Als ob der Verletzungteufel nur hinter ihm her wäre: Am Freitag musste Winkler beim Training frühzeitig in die Kabine, weil das Sprunggelenk nicht mehr wollte. Und am Samstag, weil es in der Leiste zwickte.
Der zweite "Anschlag" hat die größere Nachhaltigkeit: Der Wacker-Verteidiger ließ sich in Hochrum beim Spezialisten Christian Fink durchchecken - und der entdeckte einen Einriss in den Adduktoren. Einen leichten, wie der Arzt beruhigend anmerkte - und doch "zehn Tage Pause" auf den Behandlungszettel schrieb.
Zehn Tage - das traf Uli schlimmer als der Ellbogen eines gegnerischen Stürmers. Denn just beim großen Gipfeltreffen am Dienstag in Altach wäre Winkler dadurch zum Zuschauen verurteilt. Er, der gebürtige Vorarlberger. Er, der ehemalige Altacher.

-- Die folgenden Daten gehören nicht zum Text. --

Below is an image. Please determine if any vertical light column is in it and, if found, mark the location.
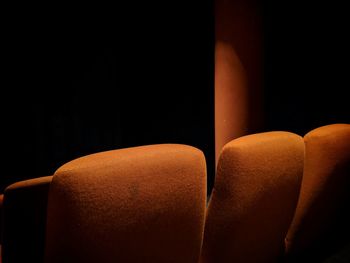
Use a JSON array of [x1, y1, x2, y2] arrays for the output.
[[215, 0, 262, 163]]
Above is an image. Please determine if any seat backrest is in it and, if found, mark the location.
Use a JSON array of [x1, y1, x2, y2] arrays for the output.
[[286, 124, 350, 262], [201, 132, 304, 263], [2, 176, 52, 263], [46, 144, 206, 263]]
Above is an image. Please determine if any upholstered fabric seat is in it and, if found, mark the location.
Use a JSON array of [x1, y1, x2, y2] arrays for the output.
[[45, 144, 206, 263], [3, 144, 206, 263], [286, 124, 350, 262], [201, 132, 304, 263]]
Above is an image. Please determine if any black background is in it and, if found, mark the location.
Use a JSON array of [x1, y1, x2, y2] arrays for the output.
[[0, 0, 350, 194]]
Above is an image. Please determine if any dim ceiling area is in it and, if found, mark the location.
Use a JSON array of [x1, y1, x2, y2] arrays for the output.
[[0, 0, 350, 193]]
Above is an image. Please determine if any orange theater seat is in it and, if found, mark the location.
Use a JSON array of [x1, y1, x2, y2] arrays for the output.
[[286, 124, 350, 262], [201, 132, 304, 263], [46, 144, 206, 263]]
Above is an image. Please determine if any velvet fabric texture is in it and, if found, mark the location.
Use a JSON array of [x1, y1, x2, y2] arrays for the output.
[[201, 132, 304, 263], [2, 176, 52, 263], [286, 124, 350, 262], [46, 144, 206, 263]]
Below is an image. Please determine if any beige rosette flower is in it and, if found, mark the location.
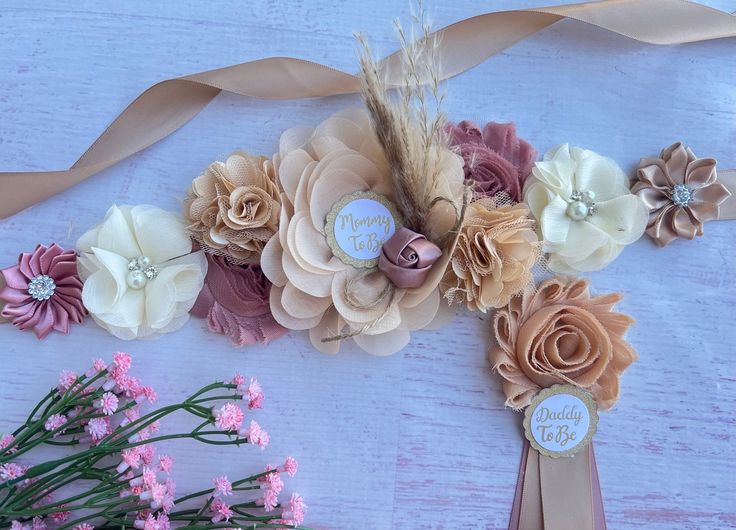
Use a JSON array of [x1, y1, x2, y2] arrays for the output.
[[489, 279, 637, 409], [184, 152, 281, 264], [443, 199, 541, 313], [261, 109, 463, 355]]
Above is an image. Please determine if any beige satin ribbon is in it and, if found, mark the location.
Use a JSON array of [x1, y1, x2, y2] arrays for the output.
[[509, 443, 606, 530], [0, 0, 736, 218]]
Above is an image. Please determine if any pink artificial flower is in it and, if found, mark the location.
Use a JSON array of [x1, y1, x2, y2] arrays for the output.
[[191, 253, 288, 346], [0, 434, 17, 454], [212, 475, 233, 497], [210, 499, 233, 524], [0, 462, 25, 482], [238, 420, 271, 449], [84, 418, 112, 443], [281, 456, 299, 477], [112, 351, 133, 374], [0, 243, 87, 339], [94, 392, 118, 416], [445, 121, 537, 202], [43, 414, 69, 438], [56, 370, 78, 392], [281, 493, 307, 526], [158, 455, 174, 473], [214, 403, 244, 432], [248, 377, 264, 410]]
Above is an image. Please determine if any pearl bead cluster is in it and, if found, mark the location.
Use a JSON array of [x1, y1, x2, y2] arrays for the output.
[[125, 256, 159, 290], [565, 190, 598, 221]]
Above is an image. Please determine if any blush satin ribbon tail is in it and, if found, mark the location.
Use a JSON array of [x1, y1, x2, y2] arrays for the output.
[[0, 0, 736, 219], [509, 441, 606, 530]]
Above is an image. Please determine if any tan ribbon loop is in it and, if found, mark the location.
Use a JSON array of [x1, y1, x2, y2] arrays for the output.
[[0, 0, 736, 218], [509, 442, 606, 530]]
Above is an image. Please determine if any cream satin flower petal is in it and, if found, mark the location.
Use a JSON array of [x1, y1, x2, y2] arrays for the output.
[[130, 205, 192, 264], [269, 285, 322, 329], [281, 283, 332, 320], [353, 329, 411, 356], [279, 149, 314, 204], [281, 243, 334, 298], [288, 212, 345, 274], [261, 236, 288, 287], [91, 206, 141, 259], [588, 193, 649, 245], [309, 307, 345, 355], [539, 195, 572, 245], [82, 247, 128, 313], [574, 151, 629, 204]]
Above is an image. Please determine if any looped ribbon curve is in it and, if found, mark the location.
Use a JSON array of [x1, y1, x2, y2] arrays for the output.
[[0, 0, 736, 219]]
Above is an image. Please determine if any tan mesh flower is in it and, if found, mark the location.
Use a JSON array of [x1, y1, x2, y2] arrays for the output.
[[443, 199, 541, 313], [184, 152, 281, 264], [489, 279, 637, 409]]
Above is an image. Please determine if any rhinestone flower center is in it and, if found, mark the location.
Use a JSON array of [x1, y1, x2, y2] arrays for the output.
[[565, 190, 598, 221], [672, 184, 693, 208], [28, 274, 56, 302]]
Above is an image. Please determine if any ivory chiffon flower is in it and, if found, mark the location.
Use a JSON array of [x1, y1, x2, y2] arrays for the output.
[[443, 200, 541, 313], [77, 205, 207, 340], [631, 142, 731, 246], [489, 279, 637, 409], [445, 120, 537, 202], [261, 110, 463, 355], [184, 152, 280, 264], [524, 144, 648, 274], [0, 243, 87, 339]]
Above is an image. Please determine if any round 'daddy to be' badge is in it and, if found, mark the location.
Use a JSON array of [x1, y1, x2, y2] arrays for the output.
[[325, 191, 401, 268], [524, 385, 598, 457]]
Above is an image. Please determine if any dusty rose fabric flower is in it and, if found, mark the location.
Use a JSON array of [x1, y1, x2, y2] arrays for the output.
[[191, 254, 288, 346], [442, 199, 542, 313], [445, 120, 537, 202], [489, 279, 637, 409], [0, 243, 87, 339], [631, 142, 731, 246]]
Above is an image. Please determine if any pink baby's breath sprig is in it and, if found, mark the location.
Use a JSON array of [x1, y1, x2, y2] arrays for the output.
[[0, 352, 305, 530]]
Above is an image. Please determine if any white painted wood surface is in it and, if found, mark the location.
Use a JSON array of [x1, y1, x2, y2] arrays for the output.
[[0, 0, 736, 530]]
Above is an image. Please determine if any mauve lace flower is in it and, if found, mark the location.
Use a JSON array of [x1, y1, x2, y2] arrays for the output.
[[445, 120, 537, 202], [0, 243, 87, 339], [191, 254, 288, 346]]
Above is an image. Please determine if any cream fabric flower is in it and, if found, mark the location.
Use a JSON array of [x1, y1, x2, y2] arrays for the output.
[[524, 144, 648, 274], [261, 110, 463, 355], [77, 205, 207, 340]]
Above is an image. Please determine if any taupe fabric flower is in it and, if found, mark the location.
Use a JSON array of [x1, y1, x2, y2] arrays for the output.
[[443, 199, 541, 313], [184, 152, 281, 264], [489, 279, 637, 409], [631, 142, 731, 246]]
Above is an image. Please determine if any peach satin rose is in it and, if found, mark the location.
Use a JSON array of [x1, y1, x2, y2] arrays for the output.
[[489, 279, 637, 410]]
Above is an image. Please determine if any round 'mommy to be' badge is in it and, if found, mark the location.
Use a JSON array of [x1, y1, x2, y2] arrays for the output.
[[524, 385, 598, 458], [325, 191, 402, 268]]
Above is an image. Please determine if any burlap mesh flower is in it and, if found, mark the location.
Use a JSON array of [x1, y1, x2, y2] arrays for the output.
[[442, 199, 541, 313], [489, 279, 637, 409], [631, 142, 731, 246], [184, 152, 281, 264]]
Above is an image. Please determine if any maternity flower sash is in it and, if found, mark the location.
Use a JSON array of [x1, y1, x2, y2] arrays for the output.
[[0, 0, 736, 218]]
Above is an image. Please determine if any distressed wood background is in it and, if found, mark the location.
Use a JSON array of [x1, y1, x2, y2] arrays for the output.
[[0, 0, 736, 530]]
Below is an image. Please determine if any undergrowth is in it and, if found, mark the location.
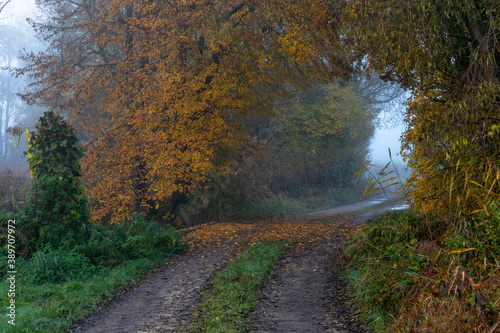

"Ich will's probieren, wenn es nur irgendwie geht!"
Das schmerzt. Und das will der 25-Jährige nicht so stehen lassen: "Das ist so ärgerlich, diese Verletzung, das kann ich kaum glauben. Aber ich will's probieren. Wenn es nur irgendwie geht, möchte ich gegen die Altacher mit dabei sein."
Zumal Uli glaubt, dass die Tiroler gute Chancen haben, beim Verfolger zu bestehen. Anders als beim letzten Altach-Auftritt, als Innsbruck mit 1:4 verloren hatte. "Blöde Tore, individuelle Fehler - lange Zeit haben wir eine sehr gute Leistung gezeigt", erinnert sich Winkler. Derartige Patzer darf sich die Wacker-Abwehr am Dienstag keinen leisten - darauf wartet die ausgebuffte Altacher Truppe. Mit oder ohne Uli - es braucht eine eiskalte Abwehr.